Speaking at the Delkatla Nature Centre, where she and a friend were setting up a new display, Hearne said the most exciting part of the atlas surveys was discovering new nesting sites, and seeing that birds are still raising young in known ones.

“We loved the place up on White Creek in the muskeg meadows,” she said, recalling how she and her husband Peter Hamel found sandhill cranes, red-throated loons, and sooty grouse with nests or chicks by the bog lakes.

For two days, Hearne and Hamel also got to explore the islets and small estuaries along Masset Inlet from Oliver Bell’s boat.

“We saw bears grazing on the side of the river, in the green swath,” she said.

“We saw nesting barrow’s goldeneyes with young, and on the islets there were oystercatcher chicks—it was just a fabulous experience to find them.”

The last time anyone surveyed nesting birds along Masset Inlet was 25 years ago, Hearne said, plenty of time for logging or invasive rats and raccoons to hurt their numbers.

“The fact these oyster catchers still had chicks there was quite marvellous,” she said.

Already, dozens of researchers have used data from the Breeding Birds of British Columbia—it includes some 630,000 records from 1,300 volunteers.

But Hearne hopes the biggest impact of the atlas is on habitat conservation.

“Once you know where the birds are nesting, you have to be conscious when you’re doing any work,” she said, noting that birds are easily disturbed when nesting, especially after they have invested more than a few days incubating their eggs.

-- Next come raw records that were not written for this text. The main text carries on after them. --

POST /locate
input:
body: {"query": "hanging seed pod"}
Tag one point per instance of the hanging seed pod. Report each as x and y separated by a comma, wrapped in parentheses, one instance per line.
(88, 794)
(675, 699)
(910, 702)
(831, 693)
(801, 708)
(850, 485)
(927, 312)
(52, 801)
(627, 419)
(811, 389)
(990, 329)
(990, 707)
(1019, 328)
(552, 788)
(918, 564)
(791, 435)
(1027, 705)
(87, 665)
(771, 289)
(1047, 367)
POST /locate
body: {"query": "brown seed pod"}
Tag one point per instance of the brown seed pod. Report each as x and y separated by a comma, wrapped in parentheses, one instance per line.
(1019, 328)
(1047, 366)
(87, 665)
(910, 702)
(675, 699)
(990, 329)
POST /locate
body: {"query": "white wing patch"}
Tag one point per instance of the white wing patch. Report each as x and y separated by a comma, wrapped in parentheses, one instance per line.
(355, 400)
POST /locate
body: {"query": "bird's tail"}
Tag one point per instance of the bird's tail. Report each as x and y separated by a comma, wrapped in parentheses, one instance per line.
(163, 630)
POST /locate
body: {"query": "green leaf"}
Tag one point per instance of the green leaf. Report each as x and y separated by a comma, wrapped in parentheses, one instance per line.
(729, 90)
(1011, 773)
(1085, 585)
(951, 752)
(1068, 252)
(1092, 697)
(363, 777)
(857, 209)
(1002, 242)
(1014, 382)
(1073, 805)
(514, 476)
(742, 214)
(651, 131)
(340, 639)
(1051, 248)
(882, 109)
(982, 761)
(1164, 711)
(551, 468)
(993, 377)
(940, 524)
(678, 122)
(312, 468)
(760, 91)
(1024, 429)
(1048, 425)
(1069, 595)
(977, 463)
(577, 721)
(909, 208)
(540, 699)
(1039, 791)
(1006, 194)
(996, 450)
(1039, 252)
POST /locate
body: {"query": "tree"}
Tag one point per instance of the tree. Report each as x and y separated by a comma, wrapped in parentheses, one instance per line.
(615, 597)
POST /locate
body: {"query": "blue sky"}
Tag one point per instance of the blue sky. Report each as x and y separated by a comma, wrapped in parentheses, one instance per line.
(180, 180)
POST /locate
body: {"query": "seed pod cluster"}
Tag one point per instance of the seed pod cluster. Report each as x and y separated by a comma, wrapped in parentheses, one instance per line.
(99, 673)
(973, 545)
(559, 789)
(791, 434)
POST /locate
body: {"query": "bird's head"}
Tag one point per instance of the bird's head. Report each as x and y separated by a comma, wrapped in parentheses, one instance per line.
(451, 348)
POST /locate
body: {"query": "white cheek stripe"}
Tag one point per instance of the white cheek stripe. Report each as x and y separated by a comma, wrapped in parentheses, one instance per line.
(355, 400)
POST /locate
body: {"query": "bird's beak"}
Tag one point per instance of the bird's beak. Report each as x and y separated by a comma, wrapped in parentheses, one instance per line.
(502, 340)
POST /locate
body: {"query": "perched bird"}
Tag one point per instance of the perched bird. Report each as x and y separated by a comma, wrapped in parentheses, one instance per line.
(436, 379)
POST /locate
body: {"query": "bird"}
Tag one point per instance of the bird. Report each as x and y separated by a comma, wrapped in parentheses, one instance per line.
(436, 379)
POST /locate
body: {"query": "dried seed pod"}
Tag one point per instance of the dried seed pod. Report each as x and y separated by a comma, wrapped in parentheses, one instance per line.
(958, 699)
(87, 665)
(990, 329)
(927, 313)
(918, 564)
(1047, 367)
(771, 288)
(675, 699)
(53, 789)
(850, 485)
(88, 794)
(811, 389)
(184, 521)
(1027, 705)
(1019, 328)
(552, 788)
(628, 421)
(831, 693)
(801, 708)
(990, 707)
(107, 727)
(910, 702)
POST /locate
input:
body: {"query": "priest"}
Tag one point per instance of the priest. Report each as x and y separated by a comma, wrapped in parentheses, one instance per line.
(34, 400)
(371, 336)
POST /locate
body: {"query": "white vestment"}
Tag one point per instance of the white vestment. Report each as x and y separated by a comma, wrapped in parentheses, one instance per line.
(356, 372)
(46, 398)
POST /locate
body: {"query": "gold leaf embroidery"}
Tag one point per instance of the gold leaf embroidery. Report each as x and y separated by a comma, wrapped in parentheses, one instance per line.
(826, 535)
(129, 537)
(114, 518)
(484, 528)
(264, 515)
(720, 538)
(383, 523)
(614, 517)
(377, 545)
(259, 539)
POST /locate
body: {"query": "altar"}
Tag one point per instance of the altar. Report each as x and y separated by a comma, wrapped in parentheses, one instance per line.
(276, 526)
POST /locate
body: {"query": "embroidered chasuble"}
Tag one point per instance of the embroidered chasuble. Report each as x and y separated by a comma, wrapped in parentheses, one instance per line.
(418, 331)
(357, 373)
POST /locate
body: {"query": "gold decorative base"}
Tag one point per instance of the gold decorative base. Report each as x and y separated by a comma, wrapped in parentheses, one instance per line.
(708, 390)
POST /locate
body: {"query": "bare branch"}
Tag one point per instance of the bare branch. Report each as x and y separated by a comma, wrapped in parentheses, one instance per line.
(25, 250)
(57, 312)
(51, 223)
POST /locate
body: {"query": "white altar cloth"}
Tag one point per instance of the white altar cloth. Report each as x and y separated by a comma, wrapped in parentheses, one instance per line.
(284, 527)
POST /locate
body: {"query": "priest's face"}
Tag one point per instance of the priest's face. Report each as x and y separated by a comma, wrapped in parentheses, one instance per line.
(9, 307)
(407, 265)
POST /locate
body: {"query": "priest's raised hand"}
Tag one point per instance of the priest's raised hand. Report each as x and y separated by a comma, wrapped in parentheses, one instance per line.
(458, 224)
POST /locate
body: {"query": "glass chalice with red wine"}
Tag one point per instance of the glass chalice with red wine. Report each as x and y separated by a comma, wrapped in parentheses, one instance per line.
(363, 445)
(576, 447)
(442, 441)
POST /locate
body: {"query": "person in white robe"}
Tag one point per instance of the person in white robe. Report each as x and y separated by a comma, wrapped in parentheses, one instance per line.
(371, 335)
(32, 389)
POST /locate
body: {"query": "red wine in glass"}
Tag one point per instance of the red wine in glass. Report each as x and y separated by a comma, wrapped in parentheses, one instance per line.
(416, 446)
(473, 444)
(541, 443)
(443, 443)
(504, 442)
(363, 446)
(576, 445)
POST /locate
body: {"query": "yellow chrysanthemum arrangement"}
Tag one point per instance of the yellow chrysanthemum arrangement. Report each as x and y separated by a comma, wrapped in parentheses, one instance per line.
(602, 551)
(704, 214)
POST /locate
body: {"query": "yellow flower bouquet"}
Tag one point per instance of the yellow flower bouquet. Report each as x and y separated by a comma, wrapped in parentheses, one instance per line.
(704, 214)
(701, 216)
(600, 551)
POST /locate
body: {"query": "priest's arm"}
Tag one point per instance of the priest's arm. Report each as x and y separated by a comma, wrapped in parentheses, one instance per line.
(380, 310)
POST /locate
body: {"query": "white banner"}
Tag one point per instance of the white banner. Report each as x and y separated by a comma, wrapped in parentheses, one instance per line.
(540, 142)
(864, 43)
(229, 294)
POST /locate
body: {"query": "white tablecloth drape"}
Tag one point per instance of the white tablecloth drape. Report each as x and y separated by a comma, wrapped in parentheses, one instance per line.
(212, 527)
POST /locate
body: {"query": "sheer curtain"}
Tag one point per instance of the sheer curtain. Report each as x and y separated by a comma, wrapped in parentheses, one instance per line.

“They’re like all of us—they don’t like things to alter, because it’s seen as a threat.”

The atlas is also unique, said Hearne, because unlike most conservation research, it was not done for industry.

“This is done, I think, from a purely research and education perspective—just to find out what’s there,” she said.

Even after more than 30 years of birding here—a hobby she started while working as a fisher—Hearne said she has only scratched the surface.

“You never give up with birds,” she said. “You’re always learning, discovering new nesting sites, confirming new nesting species.”

“To walk the whole west coast and explore it, I mean, it takes a lifetime.”